Who does this? I can’t be sure. It’s one thing to be a starving, statuesque model type who’s qualified to strike a pose at any given moment. It’s quite another to be an overweight, starving fatty type who poses to cover up the fact that her jeans are about to spontaneously combust. After acknowledging that they were in the presence bonified poser, they convinced me to go to dinner. Perhaps convinced is too strong of a word. Yes, yes it is. Let’s just say we headed off to PF Changs and leave it at that. Does it really matter who’s idea it was? We sat down to dinner and promptly ordered wine…a bottle. As the conversation picked up where it had left off, I was again amazed to notice that while the skinny chicks were flailing their arms across the table I was once again posing. I was sitting sideways, legs neatly tucked under my chair, top button of my jeans popped open, shirt pulled down over the jeans, hands neatly placed on the hips and head tilted slightly at a 90 degree angle. If one were looking to debunk the pose they would only have to look as far as what lay underneath the table… fat rolls, cankles and a button that use to belong to my jeans. Once again, I drew them into the pose. We laughed and got down to business…ordering food.

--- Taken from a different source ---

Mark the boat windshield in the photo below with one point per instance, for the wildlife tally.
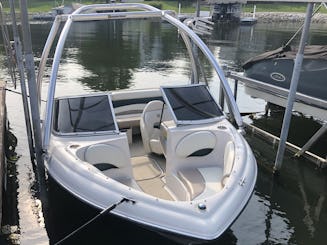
(191, 104)
(84, 114)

I was sure the more wine I drank the less likely I would be to continue this new found phenomenon called posing. This was a theory that would prove to be false. With one bottle down, I was still giving Madonna a run for her money. “Strike a pose there’s nothing to it”… fact, not fiction. Here’s a SIF revelation…it’s quite possible to consume an appetizer, your entire meal, a bottle of wine and still make the overindulgence look good given the right pose.I won’t lie and say that posing takes away the pain of jeans that shouldn’t have left the closest. No. In fact, the “inner SIF” was screaming for relief from the jeans, the pose and the fiction but the “outer SIF” was whispering, “I am one of you.” Whisper being the key word. If you were wondering about the “head tilted slightly at a 90 degree angle” comment…that’s actually from the SIF rule book. SIF rule #7654….when posing always title the head slightly at a 90 degree angle. Doing so is guaranteed to eliminate at least one chin. I got more chins than a Chinese phone book so this is one rule I never break! At the end of the day, this new poser person that I am isn’t so bad. I dare say fat never looked so good!